The Rose Ensemble will perform "Moonshiner's Dance" — for the first time, as far as I know, in 83 years
Thursday, June 16, 8 pm — Duluth, Weber Music Hall
Friday, June 17, 8 pm — Saint Paul, Fitzgerald Theater
Saturday, June 18, 8 pm — Saint Paul, Fitzgerald Theater
Minnesota's own Rose Ensemble, an internationally acclaimed music group, has notified me that they will perform "Moonshiner's Dance" at upcoming concerts called Songs of Temperance and Temptation: 100 Years of Restraint and Revelry in Minnesota.
This is stunning, partly because these just might be the first performances of Moonshiner's Dance in more than 83 years.
After five years of work on the piece's origins and reception, I've never heard so much as a rumor of any other performance since the original — the September 1927 performance by the house band of Frogtown's Victoria Cafe, recorded by the Gennett Record Company and later reissued on Harry Smith's Anthology of American Folk Music.
What the Rose Ensemble is about to do is rarer than any routine solar eclipse, black swan, or blooming corpse flower.
Moonshiner's Dance is actually a medley of even older tunes, mind you, and those have been performed and recorded countless times. But right now, I have no evidence that anybody has ever put them back together through that peculiar alchemy that makes them "Moonshiner's Dance."
Naturally, there must have been other performances over the years (please write me if you know of any). After all, learning and playing the songs and sounds of Harry Smith's Anthology has been a signature rite of passage for folk revivalists for half a century.
For example, during the 1950s/60s Folk Revival, even musicians who'd never heard, or heard of, the Anthology nonetheless learned its songs and musical figures. In other words, the Anthology supplied much of the Folk Revival's canon — its repertoire of texts that everybody knew, even if they didn't know why. In turn, it contributed heavily to the Revival's influential ideas about America, memory, and meaning.
But Moonshiner's Dance wasn't performed. It never made it from the Anthology into the collective performance repertoire. What could this performance history of Moonshiner's Dance — the Upper Midwest's sole contribution to the 84 recordings of the Anthology — tell us about how we choose to embrace or ignore our own cultural inheritance?
There's a hell of a lot to say about that, and I hope to publish a book about it one day. These are questions just too big to blog. They're so profound, they're almost ... untweetable.

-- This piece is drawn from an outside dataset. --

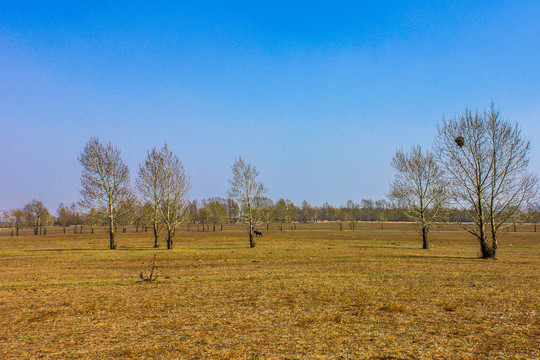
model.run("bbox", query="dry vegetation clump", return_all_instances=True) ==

With that in mind, here are a couple things I'll be thinking about as I look forward to the Rose Ensemble's performances:
The original Victoria Cafe Orchestra was not as different from the Rose Ensemble as you might think. My evidence indicates they were musically literate, sight-reading professionals, members of the Saint Paul Musician's Union, and primarily big-city jazz musicians. So why, on Moonshiner's Dance, were they playing the oldtime ethnic dance music — proto-polka — more associated with rural, outstate Minnesota?

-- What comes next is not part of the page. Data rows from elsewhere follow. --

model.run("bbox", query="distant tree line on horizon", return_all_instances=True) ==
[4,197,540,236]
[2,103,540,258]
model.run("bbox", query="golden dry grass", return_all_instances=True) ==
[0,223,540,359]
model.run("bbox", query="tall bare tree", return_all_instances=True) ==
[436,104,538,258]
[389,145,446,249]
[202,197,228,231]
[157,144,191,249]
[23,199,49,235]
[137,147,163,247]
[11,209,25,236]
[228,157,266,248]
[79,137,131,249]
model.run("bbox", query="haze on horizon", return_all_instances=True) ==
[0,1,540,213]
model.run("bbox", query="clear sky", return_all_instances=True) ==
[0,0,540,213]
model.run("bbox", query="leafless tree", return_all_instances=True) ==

The 1927 Minnesota State Fair had just ended a few days before the recording, and the Victoria Cafe Orchestra must have been playing for a lot of out-of-towners — or for city folk who had themselves been rubbing elbows with those out-of-towners. The band appears to be riffing on that. In Saint Paul, good-natured joshing about Lake Wobegon has deep roots.

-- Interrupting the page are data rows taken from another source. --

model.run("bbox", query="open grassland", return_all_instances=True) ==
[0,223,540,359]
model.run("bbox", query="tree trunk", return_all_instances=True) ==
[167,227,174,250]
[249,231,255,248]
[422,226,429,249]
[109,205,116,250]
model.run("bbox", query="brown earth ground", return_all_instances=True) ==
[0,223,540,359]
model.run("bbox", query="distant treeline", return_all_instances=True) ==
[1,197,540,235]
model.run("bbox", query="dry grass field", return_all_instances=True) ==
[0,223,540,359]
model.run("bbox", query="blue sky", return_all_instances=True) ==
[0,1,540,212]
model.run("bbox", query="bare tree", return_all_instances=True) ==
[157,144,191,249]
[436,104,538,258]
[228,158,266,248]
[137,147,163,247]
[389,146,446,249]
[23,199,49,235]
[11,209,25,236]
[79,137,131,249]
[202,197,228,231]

If this is right, Moonshiner's Dance is a product of Prohibition-era Saint Paul in its regional context — but it's also self-consciously about Prohibition-era Saint Paul in its regional context. Like the newspaper, it was truly a first draft of history.
It's also clear from my research that the Victoria Cafe was a cabaret-style night club. And it was perfectly commonplace for performers on a cabaret stage to develop simple themes or stories, such as the intermingling of rubes and slickers. That is, we should have expected, all along, that Moonshiner's Dance might be programmatic.
Thus, we're hearing only the audible portion of an experience for all five senses. It's the soundtrack of a full American cabaret environment and, according to my findings, one very narrowly tailored to Saint Paul's University Avenue circa mid-September 1927.
I can't wait to see what the Rose Ensemble does with it. In a way, the ensemble's mission is to provide vivid translations, restating music that was meaningful in a very different time and place and giving it new significance in our time and our place.
I don't know how rarely they translate across such a long span of time but such a short spatial distance. While Moonshiner's Dance is certainly a creature of a very different era, it represents a place less than two miles up the road from the Fitzgerald Theater.
If we could tell the Victoria Cafe Orchestra that we'd be watching their tomfoolery recreated by the Rose Ensemble in the 21st century, I imagine they might ask us ... "What the heck do you see in it?"